In the three years since Kathleen Mazzarella became chair, president and CEO at Graybar, succession planning has become a year-round review by senior management of all leaders of high potential. It culminates in a meeting of the company officers, who identify individuals ‘who can ascend the ranks,’ says Geekie. Even in evaluating board members – all of whom are internal – the intent is to elect directors who could potentially take on CEO responsibilities.
Graybar’s board and senior management have listened to the debate within governance circles about the value of having outside advisers and independent directors, but so far haven’t opted to do that. To avoid becoming insular, however, board members are urged to join other boards – corporate, not-for-profit or community – and to continue their education to ensure ‘we stay current on best practices,’ says Geekie. Five of its nine directors serve on at least one other board.
Once a year, the board reviews the latest thinking about best practices by ISS, Korn Ferry and other advisers. ‘We evaluate ourselves against that and then, roughly every other year, I’ll make a presentation to the board about what’s going on and we think.

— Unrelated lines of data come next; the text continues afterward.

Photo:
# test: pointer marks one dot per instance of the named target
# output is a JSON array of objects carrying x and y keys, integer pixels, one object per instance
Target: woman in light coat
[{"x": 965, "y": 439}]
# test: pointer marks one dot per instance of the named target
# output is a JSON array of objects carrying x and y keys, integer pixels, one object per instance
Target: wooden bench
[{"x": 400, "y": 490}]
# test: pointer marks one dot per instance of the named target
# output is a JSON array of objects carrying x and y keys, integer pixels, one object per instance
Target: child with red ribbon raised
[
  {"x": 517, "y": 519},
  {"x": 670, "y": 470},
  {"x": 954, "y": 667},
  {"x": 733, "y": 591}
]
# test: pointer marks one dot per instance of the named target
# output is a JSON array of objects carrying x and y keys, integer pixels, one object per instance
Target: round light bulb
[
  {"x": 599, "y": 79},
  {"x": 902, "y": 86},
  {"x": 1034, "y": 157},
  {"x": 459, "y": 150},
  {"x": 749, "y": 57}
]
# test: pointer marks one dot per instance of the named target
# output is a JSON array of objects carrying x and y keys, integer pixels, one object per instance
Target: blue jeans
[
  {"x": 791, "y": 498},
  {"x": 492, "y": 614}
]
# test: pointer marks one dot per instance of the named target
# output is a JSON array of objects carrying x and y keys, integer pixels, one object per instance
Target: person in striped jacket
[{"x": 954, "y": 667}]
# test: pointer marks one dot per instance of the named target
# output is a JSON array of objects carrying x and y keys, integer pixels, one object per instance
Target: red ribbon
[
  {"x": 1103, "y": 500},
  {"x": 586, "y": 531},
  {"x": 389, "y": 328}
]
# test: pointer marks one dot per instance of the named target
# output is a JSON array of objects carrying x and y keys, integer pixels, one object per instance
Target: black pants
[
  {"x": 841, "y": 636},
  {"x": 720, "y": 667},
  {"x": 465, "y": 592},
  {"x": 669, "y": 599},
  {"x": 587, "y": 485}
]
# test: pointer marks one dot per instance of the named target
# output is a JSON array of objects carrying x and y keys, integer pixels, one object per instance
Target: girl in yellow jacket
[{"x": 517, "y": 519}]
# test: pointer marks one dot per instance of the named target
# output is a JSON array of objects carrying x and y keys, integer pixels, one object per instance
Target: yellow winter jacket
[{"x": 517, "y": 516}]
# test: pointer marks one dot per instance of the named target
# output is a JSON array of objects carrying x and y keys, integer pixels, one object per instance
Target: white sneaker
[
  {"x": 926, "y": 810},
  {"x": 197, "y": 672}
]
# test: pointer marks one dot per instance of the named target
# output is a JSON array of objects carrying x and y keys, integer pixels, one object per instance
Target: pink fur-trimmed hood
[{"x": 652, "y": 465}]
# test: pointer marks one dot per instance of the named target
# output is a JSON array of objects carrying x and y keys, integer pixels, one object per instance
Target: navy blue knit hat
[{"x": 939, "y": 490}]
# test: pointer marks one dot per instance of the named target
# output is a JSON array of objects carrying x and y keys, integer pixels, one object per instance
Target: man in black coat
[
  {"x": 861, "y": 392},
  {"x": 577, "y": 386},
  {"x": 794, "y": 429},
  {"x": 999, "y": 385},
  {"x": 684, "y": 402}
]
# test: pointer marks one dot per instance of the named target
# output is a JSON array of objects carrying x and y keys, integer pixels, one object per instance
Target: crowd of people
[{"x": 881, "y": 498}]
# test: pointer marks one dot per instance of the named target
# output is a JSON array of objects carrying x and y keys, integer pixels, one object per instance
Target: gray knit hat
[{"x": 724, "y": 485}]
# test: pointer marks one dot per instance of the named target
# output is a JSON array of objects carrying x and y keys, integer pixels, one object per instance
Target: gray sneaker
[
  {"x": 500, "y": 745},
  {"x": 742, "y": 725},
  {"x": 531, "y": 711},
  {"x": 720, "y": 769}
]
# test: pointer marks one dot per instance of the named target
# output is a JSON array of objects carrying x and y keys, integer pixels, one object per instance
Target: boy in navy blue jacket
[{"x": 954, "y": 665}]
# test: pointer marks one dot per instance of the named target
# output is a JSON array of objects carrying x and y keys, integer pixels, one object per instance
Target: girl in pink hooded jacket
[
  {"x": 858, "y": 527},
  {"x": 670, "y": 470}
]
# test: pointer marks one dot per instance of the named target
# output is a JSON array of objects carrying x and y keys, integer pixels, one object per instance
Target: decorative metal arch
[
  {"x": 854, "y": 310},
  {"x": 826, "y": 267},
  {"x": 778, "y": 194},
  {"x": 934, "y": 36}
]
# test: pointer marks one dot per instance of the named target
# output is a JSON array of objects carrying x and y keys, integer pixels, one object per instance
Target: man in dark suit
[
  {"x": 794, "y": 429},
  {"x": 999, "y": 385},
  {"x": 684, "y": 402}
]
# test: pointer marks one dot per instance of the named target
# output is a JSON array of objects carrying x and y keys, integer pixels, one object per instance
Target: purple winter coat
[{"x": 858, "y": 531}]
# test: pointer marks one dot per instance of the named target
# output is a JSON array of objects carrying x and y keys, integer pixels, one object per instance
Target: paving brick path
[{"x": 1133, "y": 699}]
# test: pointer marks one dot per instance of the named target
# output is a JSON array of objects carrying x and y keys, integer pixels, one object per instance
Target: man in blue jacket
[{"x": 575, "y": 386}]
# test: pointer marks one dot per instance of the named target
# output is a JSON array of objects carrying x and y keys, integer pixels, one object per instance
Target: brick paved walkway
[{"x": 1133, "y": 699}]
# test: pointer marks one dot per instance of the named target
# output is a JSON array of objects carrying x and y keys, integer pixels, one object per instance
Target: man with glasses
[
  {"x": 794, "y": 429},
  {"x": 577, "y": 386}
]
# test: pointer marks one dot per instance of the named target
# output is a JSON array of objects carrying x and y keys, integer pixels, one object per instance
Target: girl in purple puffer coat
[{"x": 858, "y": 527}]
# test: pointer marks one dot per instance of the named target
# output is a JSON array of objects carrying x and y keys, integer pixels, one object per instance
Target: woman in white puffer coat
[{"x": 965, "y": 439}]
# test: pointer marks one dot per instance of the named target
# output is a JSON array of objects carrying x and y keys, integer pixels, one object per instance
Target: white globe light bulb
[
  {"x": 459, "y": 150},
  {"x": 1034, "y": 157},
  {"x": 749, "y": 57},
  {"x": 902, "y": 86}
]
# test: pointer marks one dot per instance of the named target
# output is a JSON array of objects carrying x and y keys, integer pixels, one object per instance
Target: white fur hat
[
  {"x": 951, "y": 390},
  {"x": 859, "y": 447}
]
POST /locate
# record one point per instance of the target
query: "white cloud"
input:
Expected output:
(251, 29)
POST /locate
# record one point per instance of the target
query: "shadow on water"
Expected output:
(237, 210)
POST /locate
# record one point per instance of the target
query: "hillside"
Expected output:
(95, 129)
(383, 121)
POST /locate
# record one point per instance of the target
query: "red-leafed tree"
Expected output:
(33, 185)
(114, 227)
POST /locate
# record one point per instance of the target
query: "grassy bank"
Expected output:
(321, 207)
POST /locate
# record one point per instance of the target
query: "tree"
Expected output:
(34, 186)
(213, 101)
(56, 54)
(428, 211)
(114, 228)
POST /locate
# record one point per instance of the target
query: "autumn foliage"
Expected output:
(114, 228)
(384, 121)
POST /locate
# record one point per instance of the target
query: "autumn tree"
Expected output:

Then we discuss whether we want to adopt any of these things,’ Geekie says.
Graybar is required to file quarterly financial statements with the SEC as it has about 6,000 shareholders – all either current or retired employees – which exceeds the threshold above which public reporting is required. ‘Arguably, we wouldn’t need a disclosure committee, but we have one,’ says Geekie. It meets about eight times a year, and representatives from all key departments have a seat at the table ‘to make sure we’re getting the right information out to our fellow shareholders.
‘The benefit of attending to the best practices of corporate governance is the discipline it requires and instills to run your organization with great efficiency and with the best interests of the appropriate constituencies in mind. And it should be for the long term. If things begin to get soft, [such discipline] helps you understand how you should change to make sure you handle the downturns appropriately.’